Using Python to implement the video download function instance code

Source: Internet
Author: User
Short video business in the last two years, each video site has its own characteristics of short video content. If there is a program can be the major video site popular users of the latest release of the video download, not only convenient to watch, but also can not copyright video posted on the personal social networking site, to increase their popularity, how good AH

Short video business in the last two years, each video site has its own characteristics of short video content. If there is such a program, the major video sites can be the most popular users of the latest release of the video downloaded, not only for the convenience of their own viewing, but also can not copyright video posted on personal social networking sites, increase their popularity, not beautiful?

Parker is such a project (Project address: Https://github.com/LiuRoy/parker), which uses the celery framework to periodically crawl the user video list, the latest released video through you-get asynchronous download, Distributed deployment is easy to implement.

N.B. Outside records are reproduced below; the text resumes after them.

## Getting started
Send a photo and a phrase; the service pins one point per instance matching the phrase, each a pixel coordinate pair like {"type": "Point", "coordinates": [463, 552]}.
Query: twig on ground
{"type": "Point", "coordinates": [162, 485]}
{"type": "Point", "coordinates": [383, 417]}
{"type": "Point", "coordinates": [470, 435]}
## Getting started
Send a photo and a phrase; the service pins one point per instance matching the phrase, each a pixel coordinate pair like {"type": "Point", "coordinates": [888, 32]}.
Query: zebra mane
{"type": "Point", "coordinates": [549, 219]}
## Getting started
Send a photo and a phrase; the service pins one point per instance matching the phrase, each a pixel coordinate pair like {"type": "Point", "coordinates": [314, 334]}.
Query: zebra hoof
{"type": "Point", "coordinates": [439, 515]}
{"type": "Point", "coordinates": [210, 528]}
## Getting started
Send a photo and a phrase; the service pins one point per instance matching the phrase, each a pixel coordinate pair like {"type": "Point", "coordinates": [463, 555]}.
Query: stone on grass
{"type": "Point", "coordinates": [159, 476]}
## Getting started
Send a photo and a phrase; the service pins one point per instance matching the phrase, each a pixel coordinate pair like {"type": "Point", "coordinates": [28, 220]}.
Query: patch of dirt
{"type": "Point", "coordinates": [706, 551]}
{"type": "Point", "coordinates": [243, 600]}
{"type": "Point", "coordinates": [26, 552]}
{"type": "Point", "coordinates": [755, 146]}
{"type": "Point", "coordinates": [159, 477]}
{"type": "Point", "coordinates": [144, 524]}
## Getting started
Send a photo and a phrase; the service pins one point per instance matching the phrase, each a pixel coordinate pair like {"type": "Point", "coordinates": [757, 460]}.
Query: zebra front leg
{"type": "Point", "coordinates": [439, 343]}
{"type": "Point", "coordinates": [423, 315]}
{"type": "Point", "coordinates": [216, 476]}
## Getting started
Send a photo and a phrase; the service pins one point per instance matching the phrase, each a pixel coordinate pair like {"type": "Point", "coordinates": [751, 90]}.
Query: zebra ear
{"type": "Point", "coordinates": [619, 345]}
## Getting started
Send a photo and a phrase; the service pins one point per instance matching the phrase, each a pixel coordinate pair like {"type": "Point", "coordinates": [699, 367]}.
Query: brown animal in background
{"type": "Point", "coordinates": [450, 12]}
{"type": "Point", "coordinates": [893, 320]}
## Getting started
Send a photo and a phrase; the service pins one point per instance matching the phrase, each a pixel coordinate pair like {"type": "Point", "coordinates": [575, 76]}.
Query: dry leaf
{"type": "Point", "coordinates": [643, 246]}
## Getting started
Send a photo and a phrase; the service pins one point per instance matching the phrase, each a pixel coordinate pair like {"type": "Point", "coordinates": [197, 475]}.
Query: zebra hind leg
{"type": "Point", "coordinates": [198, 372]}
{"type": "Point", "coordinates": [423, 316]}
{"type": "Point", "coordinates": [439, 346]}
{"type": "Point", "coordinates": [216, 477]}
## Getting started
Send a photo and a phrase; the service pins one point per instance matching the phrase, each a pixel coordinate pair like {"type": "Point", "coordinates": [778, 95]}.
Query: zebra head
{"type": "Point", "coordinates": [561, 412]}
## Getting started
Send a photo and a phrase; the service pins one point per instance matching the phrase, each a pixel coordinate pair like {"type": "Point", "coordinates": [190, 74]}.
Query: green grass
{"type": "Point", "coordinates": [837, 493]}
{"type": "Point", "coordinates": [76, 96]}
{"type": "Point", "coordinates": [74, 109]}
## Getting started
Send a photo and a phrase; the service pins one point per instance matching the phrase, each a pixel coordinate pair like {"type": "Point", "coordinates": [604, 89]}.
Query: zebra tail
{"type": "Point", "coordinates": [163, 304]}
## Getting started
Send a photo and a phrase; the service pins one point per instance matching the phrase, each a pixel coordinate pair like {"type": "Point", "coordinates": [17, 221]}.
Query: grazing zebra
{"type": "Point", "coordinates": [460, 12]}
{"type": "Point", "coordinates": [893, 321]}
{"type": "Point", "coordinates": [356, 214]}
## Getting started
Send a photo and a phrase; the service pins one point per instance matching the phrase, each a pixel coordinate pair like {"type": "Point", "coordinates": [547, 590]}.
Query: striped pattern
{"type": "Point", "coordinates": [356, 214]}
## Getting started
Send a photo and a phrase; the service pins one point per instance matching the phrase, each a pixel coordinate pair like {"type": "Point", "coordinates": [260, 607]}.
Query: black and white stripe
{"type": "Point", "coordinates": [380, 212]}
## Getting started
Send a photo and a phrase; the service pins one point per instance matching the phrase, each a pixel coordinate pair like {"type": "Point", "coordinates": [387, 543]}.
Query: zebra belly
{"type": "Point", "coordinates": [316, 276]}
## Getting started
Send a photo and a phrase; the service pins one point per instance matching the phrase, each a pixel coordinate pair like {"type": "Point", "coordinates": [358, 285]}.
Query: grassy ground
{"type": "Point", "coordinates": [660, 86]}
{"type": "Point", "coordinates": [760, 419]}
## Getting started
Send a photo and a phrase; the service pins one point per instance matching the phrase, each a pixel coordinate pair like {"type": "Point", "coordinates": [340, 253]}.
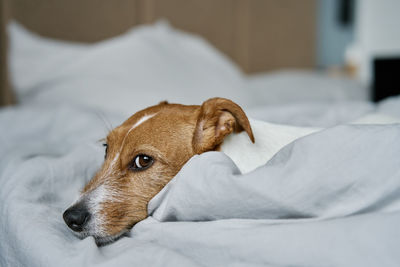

Because the page layout and interface update of each website are more frequent, in order to ensure the high availability of the program, deliberately increased STATSD monitoring, easy to find errors in time.

Code schema

Currently Parker only implements the B-station and second-shot download, from the frame graph can be seen, for each type of website, need to implement two asynchronous interface: from the user Video home page to resolve the release of video playback address, according to the playback address download video. Therefore, to increase the site type, do not need to modify the original code, only need to add new parsing and download interface. After the completion of the video download after the follow-up, I have not achieved, we can according to their own needs free to achieve.

In the run time, celery will be configured to send a good quality user list timed to the corresponding site of the resolution interface asynchronous execution, filter out the latest broadcast video playback address, to the corresponding download interface asynchronous download, the download is completed and then asynchronously invoke subsequent operations. Therefore, it is necessary to start a celery beat process to send timed tasks, as well as several celery asynchronous tasks to perform parsing and downloading operations, for larger videos, the download will be time consuming, and it is recommended to allocate the number of asynchronous tasks according to how much of the task list is reasonable.

Program run

This program is verified to work properly under Ubuntu and Mac and has not been verified in the Windows environment due to the inability of celery to start properly under local windows.

Dependent Library Installation

Python version 3.5, after entering the project directory, executes:

Pip Install-r requirements.txt

Create a database table

Build two tables in the database in advance (SQL:HTTPS://GITHUB.COM/LIUROY/PARKER/BLOB/MASTER/SPIDER/MODELS/TABLES.SQL)

Parameter configuration

Config path Logging.yaml, Params.yaml, sites.yaml respectively corresponding log configuration, run parameter configuration, popular user configuration.

Log configuration

In debug mode, the log is output directly to the standard output stream, and the log content is output to the file in release mode, so the output log file needs to be configured.

Run Configuration

    • The mode debug debug mode, in which the log points to the standard output, and no monitoring data, release mode, the log output to the development of files, and have monitoring data.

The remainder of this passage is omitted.